Eurosportnews Guest of the Week Rigobert Song believes that Cameroonian football has a long way to go to realise its full potential. Although the Indomitable Lions are favourites to triumph in the African Nations Cup, starting Saturday, the country’s success hides a chronic lack of resources and development at club level.
Cameroon appear every inch the modern, sophisticated side with a large contingent of stars at top European clubs such as Geremi of Chelsea, Manchester United’s Eric Djemba-Djemba and the much sought-after Samuel Eto’o, presently of Mallorca.
Yet Song reveals that huge problems still exist in the domestic game that force a mass exodus of players searching their fortune overseas.
“I played for the Tonnere de Yaounde, which is one of the biggest clubs in Cameroon. I trained every afternoon and earned about &euro2 a day. That’s something in Africa. If you play a match you get a bonus of about &euro30,” he explains.
“But there are players who have families whose mum and dad don’t work, they’re ten or eleven of them…and it comes down to the player to, for as long as he can, bring home the &euro30.”
These financial privations lead to an inevitable departure of young talent to the European goldmine that can stunt the development of both the player and the domestic league, and lead to players such as Basile Boli and Claude Makelele abandoning their country of birth to represent the French national team.

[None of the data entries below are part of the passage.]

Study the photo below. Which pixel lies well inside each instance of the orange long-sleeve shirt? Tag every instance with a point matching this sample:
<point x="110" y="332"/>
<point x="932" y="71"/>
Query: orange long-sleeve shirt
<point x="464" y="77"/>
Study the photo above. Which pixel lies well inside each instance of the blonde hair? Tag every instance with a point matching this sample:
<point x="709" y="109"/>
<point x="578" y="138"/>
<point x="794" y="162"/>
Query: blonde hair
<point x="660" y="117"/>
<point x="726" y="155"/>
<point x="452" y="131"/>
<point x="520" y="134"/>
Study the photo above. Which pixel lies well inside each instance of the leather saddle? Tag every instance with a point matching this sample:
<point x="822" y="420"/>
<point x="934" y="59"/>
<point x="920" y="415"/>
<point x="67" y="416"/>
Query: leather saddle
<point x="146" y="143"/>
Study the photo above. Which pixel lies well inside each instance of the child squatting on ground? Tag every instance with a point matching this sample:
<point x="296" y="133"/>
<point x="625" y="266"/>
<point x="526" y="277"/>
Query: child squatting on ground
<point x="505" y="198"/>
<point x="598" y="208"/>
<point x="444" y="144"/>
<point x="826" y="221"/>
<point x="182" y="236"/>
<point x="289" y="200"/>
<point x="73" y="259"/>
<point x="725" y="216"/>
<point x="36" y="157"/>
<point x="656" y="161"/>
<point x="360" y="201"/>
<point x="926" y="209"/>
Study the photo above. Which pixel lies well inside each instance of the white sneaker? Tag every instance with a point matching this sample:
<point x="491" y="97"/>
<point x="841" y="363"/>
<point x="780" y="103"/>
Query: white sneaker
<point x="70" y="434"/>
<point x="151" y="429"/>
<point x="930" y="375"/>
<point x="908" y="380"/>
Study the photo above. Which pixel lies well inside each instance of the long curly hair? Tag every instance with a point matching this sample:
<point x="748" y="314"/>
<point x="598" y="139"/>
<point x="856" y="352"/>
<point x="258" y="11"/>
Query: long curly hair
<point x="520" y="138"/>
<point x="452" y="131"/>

Song believes players that leave Cameroon as teenagers are too young, and would be better off staying in Africa boosting the domestic league and gaining valuable experience.
“A young player straight from Africa, he’s first and foremost just that: young,” he reasons.
“When you arrive here it’s almost impossible to get the chance to express yourself straight away. Usually, you’re put with other young players so that you can gain some experience. And that’s where I think, instead of getting that experience here, why not come when you’ve matured? Then so many more doors will open for you.”
Despite the problems still dogging the game at home, the Indomitable Lions have the most complete squad in Africa and have already developed a taste for victory.
After Cameroon victories in 2000 and 2002, the strongest field in Nations Cup (ANC) history is massed against them to prevent an unprecedented hat-trick, but skipper Song remains defiant:
“We also realise that today the opposition know us. Senegal have shown that they’re competitive. But the Indomitable Lions love a challenge; it’s up to us to show we’re still the kings of the jungle,” he said.
Two years ago the Lions took the spoils from a scrappy tournament in Mali after beating Senegal on penalties to decide a goalless final.
“We’ve already won twice and we want to continue in the same vein. We still want to win, to experience something extraordinary, and that’s why I don’t want to give up yet after having won two [ANCs].”
If memories of 2002 are anything to go by, the tournament is certainly still something special for the Cameroonian people.
“Arriving back in Cameroon with the cup, seeing everybody waiting for us at the airport at four in the morning. All sorts of people; kids, grandmothers, grandfathers. Everybody’s out there at four or five in the morning. For us, that’s something we’ll never forget, a moment truly engraved on our memories.”
The 2004 edition is the highest profile Nations Cup yet, and Song acknowledges the benefits of this belated recognition on African football.
“Basically people have realised that it’s a valuable competition and one that should be taken more seriously,” he suggests.
“That attracts more and more people. When you look at African players today they can be found in all the big European leagues. It’s often these guys that give a bit of spice to the league. That means they’re quality players.
“Even at the World Cup there are African countries that demonstrate that they can be counted alongside the biggest teams in the world. Senegal showed just that during the World Cup, we showed it at the Confederations Cup.”
Another show of dominance in Tunisia will cement this Cameroon vintage’s position as unquestionably the best side ever to come out of Africa.